Узнав цену, Рената нашла ее подходящей и сказала, что сейчас пришлет носильщика с вещами.
– Вероятно, вы тоже доктор? – почтительно спросила хозяйка.
– О нет!
– Во всяком случае, что-нибудь необыкновенное?
– Уверяю вас, во мне нет ничего необыкновенного.
– Но у вас такая благородная внешность, и вы так красивы. Да, очень, очень красивы! Может быть, вы путешествуете инкогнито? Это теперь в моде. И какие у вас нежные ручки! Настоящие ручки феи!
Оставшись одна, Рената почувствовала, что в этот день она ничего не в силах больше предпринять. Буря улеглась, корабль утонул, ее одну выбросило на неведомый остров. Его жители не понимают ее языка. Но, может быть, они позволят ей принять участие в их работе. Труд объединяет всех и делает равными. Скромность ее запросов должна пробудить гостеприимные чувства. О нужде она не думала. Голод не страшил ее.
Она еще не подозревала, что в таком городе воздух дрожит от стонов гибнущих...
На следующий день она поместила в газете наивное объявление: «Молодая дама, получившая музыкальное образование, но готовая взяться и за всякий другой труд, ищет работу».

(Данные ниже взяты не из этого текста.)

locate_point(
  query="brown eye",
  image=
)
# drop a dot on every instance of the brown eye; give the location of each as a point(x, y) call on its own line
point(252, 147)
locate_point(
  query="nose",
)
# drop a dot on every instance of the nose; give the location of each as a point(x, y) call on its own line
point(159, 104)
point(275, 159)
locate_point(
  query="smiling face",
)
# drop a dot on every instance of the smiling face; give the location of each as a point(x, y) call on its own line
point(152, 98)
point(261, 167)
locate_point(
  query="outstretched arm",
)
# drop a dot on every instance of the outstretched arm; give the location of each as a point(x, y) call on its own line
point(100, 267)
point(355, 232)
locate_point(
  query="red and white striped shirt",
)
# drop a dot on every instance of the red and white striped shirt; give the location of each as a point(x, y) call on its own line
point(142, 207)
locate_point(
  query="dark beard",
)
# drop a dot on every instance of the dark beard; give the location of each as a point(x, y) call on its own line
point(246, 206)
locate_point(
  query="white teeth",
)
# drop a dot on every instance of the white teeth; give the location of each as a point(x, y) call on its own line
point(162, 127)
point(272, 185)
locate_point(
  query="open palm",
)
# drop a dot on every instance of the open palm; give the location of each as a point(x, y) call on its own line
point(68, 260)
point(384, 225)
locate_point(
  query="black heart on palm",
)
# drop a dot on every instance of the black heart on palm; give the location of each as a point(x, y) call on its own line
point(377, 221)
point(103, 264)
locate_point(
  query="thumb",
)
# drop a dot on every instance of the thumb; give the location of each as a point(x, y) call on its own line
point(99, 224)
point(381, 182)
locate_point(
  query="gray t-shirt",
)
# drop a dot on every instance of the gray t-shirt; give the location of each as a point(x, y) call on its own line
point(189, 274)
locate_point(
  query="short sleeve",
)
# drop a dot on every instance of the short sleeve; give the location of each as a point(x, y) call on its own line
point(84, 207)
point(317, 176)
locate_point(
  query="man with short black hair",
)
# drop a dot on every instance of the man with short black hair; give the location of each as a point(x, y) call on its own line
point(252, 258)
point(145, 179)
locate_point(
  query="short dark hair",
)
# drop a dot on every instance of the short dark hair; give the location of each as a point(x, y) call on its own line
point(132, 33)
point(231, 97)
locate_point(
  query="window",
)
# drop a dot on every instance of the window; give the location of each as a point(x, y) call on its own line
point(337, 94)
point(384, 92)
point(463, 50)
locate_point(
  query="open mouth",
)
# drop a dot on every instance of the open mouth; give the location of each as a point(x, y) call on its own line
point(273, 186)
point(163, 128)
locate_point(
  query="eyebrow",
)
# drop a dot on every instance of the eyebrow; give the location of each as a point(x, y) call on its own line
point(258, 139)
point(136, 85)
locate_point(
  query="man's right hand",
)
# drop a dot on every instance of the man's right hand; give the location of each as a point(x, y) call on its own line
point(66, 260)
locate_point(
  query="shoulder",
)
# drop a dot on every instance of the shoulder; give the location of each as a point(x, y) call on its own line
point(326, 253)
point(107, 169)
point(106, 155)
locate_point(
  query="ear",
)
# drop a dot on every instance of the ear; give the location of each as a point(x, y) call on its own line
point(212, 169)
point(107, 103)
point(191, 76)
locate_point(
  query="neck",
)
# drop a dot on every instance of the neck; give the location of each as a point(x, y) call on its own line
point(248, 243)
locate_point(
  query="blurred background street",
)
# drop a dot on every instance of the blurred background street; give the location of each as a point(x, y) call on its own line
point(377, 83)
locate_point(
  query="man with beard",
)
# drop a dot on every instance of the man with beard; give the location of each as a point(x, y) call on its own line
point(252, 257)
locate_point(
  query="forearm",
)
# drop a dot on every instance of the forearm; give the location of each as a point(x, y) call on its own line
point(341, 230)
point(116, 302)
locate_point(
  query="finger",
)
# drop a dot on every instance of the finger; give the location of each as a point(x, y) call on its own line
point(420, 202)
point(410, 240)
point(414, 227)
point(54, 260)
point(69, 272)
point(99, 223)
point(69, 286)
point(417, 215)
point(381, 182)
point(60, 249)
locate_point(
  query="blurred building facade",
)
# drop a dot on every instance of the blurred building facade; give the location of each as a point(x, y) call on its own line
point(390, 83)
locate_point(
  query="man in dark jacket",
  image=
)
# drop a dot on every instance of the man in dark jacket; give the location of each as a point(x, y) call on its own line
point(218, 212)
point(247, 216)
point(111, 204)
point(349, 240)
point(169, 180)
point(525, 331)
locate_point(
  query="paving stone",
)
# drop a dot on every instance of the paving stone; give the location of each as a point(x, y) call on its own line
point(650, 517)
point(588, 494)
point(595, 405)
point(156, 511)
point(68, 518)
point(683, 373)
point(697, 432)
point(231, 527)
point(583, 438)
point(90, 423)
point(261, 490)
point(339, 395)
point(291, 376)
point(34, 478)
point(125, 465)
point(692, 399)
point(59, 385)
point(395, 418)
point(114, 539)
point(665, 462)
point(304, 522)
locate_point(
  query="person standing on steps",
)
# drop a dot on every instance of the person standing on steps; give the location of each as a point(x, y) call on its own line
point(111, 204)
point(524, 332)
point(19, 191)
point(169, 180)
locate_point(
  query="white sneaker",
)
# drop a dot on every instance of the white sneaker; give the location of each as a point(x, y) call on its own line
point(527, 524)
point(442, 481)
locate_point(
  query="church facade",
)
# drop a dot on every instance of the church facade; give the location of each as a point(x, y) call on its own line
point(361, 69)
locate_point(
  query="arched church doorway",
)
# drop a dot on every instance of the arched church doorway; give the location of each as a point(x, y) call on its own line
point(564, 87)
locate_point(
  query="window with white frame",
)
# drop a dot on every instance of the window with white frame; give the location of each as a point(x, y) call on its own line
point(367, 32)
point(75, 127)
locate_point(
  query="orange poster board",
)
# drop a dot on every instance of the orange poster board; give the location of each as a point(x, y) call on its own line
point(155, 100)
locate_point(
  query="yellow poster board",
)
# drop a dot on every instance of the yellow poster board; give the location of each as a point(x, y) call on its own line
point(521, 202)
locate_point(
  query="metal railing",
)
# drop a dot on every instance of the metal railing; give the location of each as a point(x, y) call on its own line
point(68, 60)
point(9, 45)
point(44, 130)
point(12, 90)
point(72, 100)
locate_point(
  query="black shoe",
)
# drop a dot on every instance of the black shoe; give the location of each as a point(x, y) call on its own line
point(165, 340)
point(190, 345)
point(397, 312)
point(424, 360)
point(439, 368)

Но прошло два дня, и в ответ на публикацию пришло несколько глупых писем от мужчин, искавших мимолетных связей. Рената повторила свою робкую попытку и на этот раз думала, что ее непременно услышат. Когда она выходила из конторы, размещавшей объявления, взгляд ее упал на витрину книжного магазина, и название книги, бросившейся ей в глаза, заставило Ренату остановиться: «Возрожденная» Стефана Гудштикера. Она закрыла глаза, точно припоминая какой-то сон. Ей непременно захотелось прочесть эту книгу. Рената вошла в магазин и купила ее, уверенная, что между этой книгой и ее жизнью есть какая-то связь.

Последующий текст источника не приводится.